The clampdown in South Korea, a vital source of global demand for cryptocurrency, came as governments and policy makers around the world struggled to regulate an asset whose value has skyrocketed over the last year.

After reports of a national ban on cryptocurrency trading, South Korea’s Financial Services Commission (FSC) have released reports that trading will be legalized from January 30, 2018.

According to the FSC, exchanges must only permit trades from customers whose name matches their bank account. both native and non-native, will not be allowed to trade. Foreign citizens, both native and non-native, will not be allowed to trade.

“Establishment of the system for ‘real name verification of deposit and withdrawal accounts’ for settlement will be completed by January 30, 2018,” the FSC documentation reads.

Six of South Korea’s major banks have already taken action, signing up to implement the required monitoring changes following agreements with the government on inspection of anonymous exchange trading accounts earlier this month.

These include Industrial Bank, Kookmin Bank,  Shinhan Bank, Nonghyup Bank, Hana Bank and Gwangju Bank.

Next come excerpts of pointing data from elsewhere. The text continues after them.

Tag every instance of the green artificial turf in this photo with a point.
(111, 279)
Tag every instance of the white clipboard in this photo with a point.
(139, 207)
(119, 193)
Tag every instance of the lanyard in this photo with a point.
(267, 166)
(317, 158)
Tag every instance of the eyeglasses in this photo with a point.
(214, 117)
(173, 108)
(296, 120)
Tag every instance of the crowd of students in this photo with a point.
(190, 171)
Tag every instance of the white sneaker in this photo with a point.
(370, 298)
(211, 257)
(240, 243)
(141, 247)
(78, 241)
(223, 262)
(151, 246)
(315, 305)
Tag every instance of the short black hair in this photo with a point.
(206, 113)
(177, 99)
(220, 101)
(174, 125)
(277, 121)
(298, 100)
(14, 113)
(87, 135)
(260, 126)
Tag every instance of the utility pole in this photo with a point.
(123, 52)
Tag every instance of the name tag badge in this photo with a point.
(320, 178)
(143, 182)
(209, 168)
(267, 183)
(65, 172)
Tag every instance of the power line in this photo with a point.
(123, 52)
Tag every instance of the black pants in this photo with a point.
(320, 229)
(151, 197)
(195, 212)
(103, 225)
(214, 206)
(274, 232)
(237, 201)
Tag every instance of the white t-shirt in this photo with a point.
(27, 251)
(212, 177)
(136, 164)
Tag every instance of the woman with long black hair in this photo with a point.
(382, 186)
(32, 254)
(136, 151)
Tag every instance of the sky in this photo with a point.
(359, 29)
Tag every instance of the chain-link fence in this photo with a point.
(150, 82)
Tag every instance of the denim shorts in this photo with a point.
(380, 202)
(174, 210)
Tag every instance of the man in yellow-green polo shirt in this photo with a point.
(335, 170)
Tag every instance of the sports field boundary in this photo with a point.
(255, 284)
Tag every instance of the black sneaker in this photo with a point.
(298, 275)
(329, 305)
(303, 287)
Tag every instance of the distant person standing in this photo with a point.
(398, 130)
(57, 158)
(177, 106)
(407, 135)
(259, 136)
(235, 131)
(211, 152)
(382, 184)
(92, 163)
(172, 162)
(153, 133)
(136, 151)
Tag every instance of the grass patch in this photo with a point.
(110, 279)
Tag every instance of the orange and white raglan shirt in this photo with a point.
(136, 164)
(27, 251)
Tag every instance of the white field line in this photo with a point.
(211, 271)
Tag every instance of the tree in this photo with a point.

Following the law changes, cryptocurrency exchanges are upgrading their systems and requirements for users. Korbit, one of the leading platforms along with Bithumb, suggested opening an account at Shinhan Bank.

“To use the new KRW deposit method, which is slated to be implemented within this month, you must have a Shinhan Bank account registered under your legal name. Please use this time to create a banking account at Shinhan Bank,” a post states.

Seoul has also addressed the issue of taxation on cryptocurrency exchanges, which are now required to pay local income tax and corporation tax for 2017 profits.

After most markets continued to fall slightly this week, the cementing of Korea’s official regulatory position on cryptocurrency should lead to increases over coming days.